Yes that's the approximate amount they have to pay due to the way he's done the financing of the deal. Keep in mind that the current interest is at a similar amount to there revenues from last year.

That's the reason to deeply cut expenses and to try and make more money. He could probably have serviced that debt if everything just kept going as normal (no big ad spend cut) and he had fired everyone but that's an impossible scenario.

unculture · 3 years ago

It’s going to be something like that. He bought it for 44 billion. That was mostly loans. Those loans are transferred to the company and the company pays interest on them.

stefan_ · 3 years ago

The interest rate of the loans is based on an index + fixed %. If the index goes up, like in an inflationary environment, so do the payments.

andy_ppp · 3 years ago

I hear $1bn quoted but maybe $1.5nm is accurate.

kaputmi · 3 years ago

Personnel was their biggest cost, which has now been cut by 60+%. That will help a bit in servicing the debt

andreyk · 3 years ago

Yep, agree. Twitter's revenue was primarily from ads, and now I'd bet their ads revenue has dropped a huge amount. Given how Musk is behaving now (reinstating Trump etc.), and losing many pivotal sales people, and the firing of a ton of people in charge of dealing with hate speech and such, it seems unlikely advertisers will return now.

chrsig · 3 years ago

advertisers wont care in a couple months. the situation has lots of public attention now, which is what the advertisers are actually afraid of. They don't want their brand associated with the craziness. They don't actually care one way or the other about any choice musk makes. They're not going to just walk away from a 300+ million person audience permanently just due to principles

_3u10 · 3 years ago

I don’t think given their ad sales that the sales people were that pivotal.
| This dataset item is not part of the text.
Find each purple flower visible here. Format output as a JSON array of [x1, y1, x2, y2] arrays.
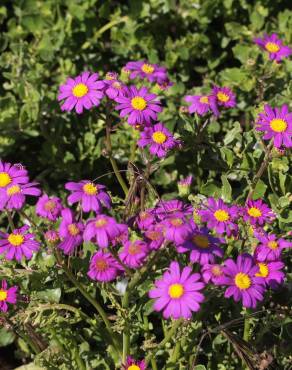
[[254, 232, 292, 262], [58, 208, 84, 254], [0, 225, 40, 262], [119, 240, 148, 268], [87, 250, 123, 282], [149, 262, 205, 319], [185, 95, 219, 116], [243, 199, 275, 226], [65, 180, 111, 213], [0, 161, 29, 190], [83, 215, 124, 248], [0, 280, 18, 312], [125, 61, 168, 85], [0, 182, 41, 209], [221, 254, 265, 308], [36, 194, 62, 221], [254, 33, 292, 63], [138, 123, 178, 158], [255, 261, 285, 289], [198, 197, 238, 236], [256, 104, 292, 148], [58, 72, 104, 114], [212, 86, 236, 108], [177, 228, 224, 265], [116, 86, 162, 126]]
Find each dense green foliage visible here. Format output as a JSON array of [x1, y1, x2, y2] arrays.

If you consider that engineers cost about $1000 a day and he got rid of 4,000 of them… oddly it works out to about $4 million per day.
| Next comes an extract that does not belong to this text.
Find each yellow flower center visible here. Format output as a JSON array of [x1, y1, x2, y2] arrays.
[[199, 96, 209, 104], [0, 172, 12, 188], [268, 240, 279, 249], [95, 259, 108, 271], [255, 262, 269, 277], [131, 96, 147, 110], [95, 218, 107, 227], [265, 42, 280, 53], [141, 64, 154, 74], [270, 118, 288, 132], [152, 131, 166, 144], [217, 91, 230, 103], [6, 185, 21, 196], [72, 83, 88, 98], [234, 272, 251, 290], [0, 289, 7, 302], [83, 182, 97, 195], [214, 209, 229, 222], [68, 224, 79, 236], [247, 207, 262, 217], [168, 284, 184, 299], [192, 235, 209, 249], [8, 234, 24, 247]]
I’m not an expert in math but it’s seems pretty possible.

Plus they’ll have a lot more impressions to sell now that people are allowed to speak. Ad rates might drop but then someone will write an article about how they are getting great CPC on Twitter and everything will be back to normal after the blue checks have their sob fest.

pjc50 · 3 years ago

> allowed to speak

Advertisers have already said they don't want their ads screenshot next to slurs.

watt · 3 years ago

Dead cat bounce. Engineers are paid $1000 a day because they create value to the tune of $10 000 a day. So maybe you saved $4 million a day in very short term, but now the momentum is gone, and soon you will not be earning $40 million a day from the value that now was not being created, just in a "few" short months.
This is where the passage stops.